The reason I'm questioning normalizing the 'categories' columns is that over 50% of the queries will be searching based on those columns, which makes me wonder if the organization benefit of having those in their own table, with another table linking the two, is really going to pay off. It seems like the extra resources needed to do the joins isn't going to be worth the cleaner table setup, unless there's another piece of the equation I'm missing.
Also, I'm not trying to say anybody who answers this is wrong; this situation is just a peculiar one, which is why I haven't been able to find a clear answer either way with Google. You know a lot more than me, and I respect that.
One other thing: I'm probably going to go with InnoDB tables over myISAM. 95% of usage will probably be SELECTs, 4% UPDATEs, and 1% INSERTs. MyISAM sounds like it would be faster for selects, but isn't too easy to back up - and with a massive database like this, it would need to be backed up quite often.
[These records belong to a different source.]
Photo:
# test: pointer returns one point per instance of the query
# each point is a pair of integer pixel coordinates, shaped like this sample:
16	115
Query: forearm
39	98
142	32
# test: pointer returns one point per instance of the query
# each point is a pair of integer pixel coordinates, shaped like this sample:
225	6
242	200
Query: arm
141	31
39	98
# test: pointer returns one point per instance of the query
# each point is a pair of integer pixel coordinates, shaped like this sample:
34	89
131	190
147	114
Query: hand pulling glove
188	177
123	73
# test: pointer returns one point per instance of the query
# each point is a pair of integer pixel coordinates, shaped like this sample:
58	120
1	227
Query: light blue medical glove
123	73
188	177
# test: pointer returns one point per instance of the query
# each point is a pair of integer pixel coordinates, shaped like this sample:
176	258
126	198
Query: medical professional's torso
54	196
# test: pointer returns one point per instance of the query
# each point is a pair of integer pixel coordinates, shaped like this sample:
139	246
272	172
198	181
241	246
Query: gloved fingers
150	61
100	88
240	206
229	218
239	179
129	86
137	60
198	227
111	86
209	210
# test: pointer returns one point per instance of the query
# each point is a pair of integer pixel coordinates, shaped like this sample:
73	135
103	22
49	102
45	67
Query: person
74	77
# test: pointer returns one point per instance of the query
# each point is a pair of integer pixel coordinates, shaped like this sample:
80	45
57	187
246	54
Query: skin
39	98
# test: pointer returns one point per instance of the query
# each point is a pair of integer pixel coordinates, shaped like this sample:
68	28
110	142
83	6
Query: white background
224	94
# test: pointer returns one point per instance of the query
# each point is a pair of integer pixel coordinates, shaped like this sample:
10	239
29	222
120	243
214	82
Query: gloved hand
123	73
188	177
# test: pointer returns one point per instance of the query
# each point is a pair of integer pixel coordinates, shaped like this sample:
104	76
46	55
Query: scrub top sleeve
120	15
Is that a good choice? I did some research, but it seemed to turn up more fanatics than science.
I am rather inexperienced with databases, however I can attest that I have never had a problem with speed relating to multiple joins.
As you can see from the query below, there are several tables being joined together. Returning < 10 rows takes 0.0013s on average, while returning 15,000 - 30,000 rows takes 0.1 - 0.2 seconds. Running the query again takes significantly less after that.
CODE
SELECT wo.WORKORDERID AS "ID", wo.TITLE AS "Subject", u.FIRST_NAME AS "Requester Name", u2.FIRST_NAME AS "Technician", cd.CATEGORYNAME AS "Category", scd.NAME AS "Sub Category", FROM_UNIXTIME(wo.CREATEDTIME/1000) AS "Created Date" FROM workorder wo, sduser sdu, workorderstates wos LEFT JOIN aaauser u on u.user_id=sdu.userid LEFT JOIN aaauser u2 on u2.user_id=wos.ownerid LEFT JOIN helpdeskcrew t on t.technicianid=wos.ownerid LEFT JOIN categorydefinition cd on wos.categoryid=cd.categoryid LEFT JOIN subcategorydefinition scd on wos.subcategoryid = scd.subcategoryid WHERE wo.requesterid = sdu.userid AND wo.workorderid=wos.workorderid ORDER BY wo.CREATEDTIME DESC;
Hope this can give you some guidance in making a final judgement.
I develop medical information systems and often come across the problem where a large user base is accessing the database at the same time.
As I mentioned earlier you need to normalise the structure you posted but possibly look at using stored procedures to process the data as you can reduce the server calls which will keep network traffic to a minimum.
If you access the database more than once for the same thing you should look at utilising functions and stored procedures.